After three hours aboard, after they were served food never before eaten, such as an open-faced tuna melt, a Ben and Jerry’s Cherry Garcia ice cream cone, a Coke with ice cubes and a straw, the guests invited President Yardley to visit their lifestyle.
Descending with her physician, chief of staff, press secretary, reporters, plus a bevy of secret service agents, President Yardley trailed the honest to goodness founding fathers of our country to their living quarters in town. They were aghast at the primitive conditions; the odors of unwashed bodies, raw sewage in the streets, mice scurrying about in their rooms, and an-as-yet-to-be disposed chamber pot. It gave them pause as they all realized up close and personal how challenging were the everyday living conditions of those who put together that fragile document that would be known more than two hundred years into the future as the world’s longest living constitution a country ever produced.
Reporters in the entourage whispered among themselves whether it would be in our national interests to alert these early Americans to dangers that lie ahead, in the hopes of avoiding unnecessary wars. The chief of staff overheard them and frantically explained that NOTHING could be shared that would change one iota of history. "You make one change and no one can predict the domino effect of that action. We simply cannot take a chance because our best intentions can easily have disastrous consequences."
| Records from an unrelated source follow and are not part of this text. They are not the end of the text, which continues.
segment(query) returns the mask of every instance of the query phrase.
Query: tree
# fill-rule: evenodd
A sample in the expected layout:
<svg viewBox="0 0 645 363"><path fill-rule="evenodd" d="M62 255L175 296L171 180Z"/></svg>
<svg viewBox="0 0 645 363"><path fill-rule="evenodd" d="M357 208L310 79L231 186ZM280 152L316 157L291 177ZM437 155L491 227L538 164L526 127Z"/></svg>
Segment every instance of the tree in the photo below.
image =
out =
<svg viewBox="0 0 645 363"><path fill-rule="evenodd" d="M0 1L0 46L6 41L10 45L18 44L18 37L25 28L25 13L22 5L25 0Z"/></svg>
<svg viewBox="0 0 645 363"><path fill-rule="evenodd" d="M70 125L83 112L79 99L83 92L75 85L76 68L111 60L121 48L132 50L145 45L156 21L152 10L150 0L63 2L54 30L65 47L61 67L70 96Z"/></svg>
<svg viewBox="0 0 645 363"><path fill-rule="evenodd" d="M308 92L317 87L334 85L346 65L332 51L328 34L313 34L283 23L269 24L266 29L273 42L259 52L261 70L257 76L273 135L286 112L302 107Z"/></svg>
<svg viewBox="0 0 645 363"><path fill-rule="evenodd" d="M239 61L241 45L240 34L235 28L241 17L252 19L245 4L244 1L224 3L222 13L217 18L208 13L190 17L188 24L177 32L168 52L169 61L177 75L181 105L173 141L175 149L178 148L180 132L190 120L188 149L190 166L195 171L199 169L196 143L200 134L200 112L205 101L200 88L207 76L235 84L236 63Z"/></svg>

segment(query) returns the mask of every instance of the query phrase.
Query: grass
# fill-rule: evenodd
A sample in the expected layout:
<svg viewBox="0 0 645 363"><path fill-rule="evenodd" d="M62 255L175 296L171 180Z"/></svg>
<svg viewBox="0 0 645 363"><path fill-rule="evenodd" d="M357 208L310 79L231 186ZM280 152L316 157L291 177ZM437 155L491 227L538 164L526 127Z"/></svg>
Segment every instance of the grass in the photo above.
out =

He rushed over to the president’s side to whisper this same admonition to her. Although disappointed, she quickly understood, realizing she could say nothing about the renewed warring that our fledgling country would engage in again with the British in less than two decades hence. The war of 1812 would destroy the President’s House that was not yet even built. But today, that was destiny - not history.
As they were leaving, they all practically had to step over a mother and small child lying in the doorway. The child, a three year old girl, was delirious with fever - probably the yellow fever still gripping the area. As the physician walked by, he knelt down to look at her, and simply reacted as his profession trained him to do. He reached into his medical bag, pulled out a syringe, and gave the child an injection that would ease her fever, attack any bacteria and allow her to regain enough strength to sip some fluids. He left the speechless and terrified mother with a bottle of pills with directions on administering them, and then quickly departed. The mother did not know whether he was a devil or angel in disguise, so consumed by shock, fear, hope and desperation was she at that moment.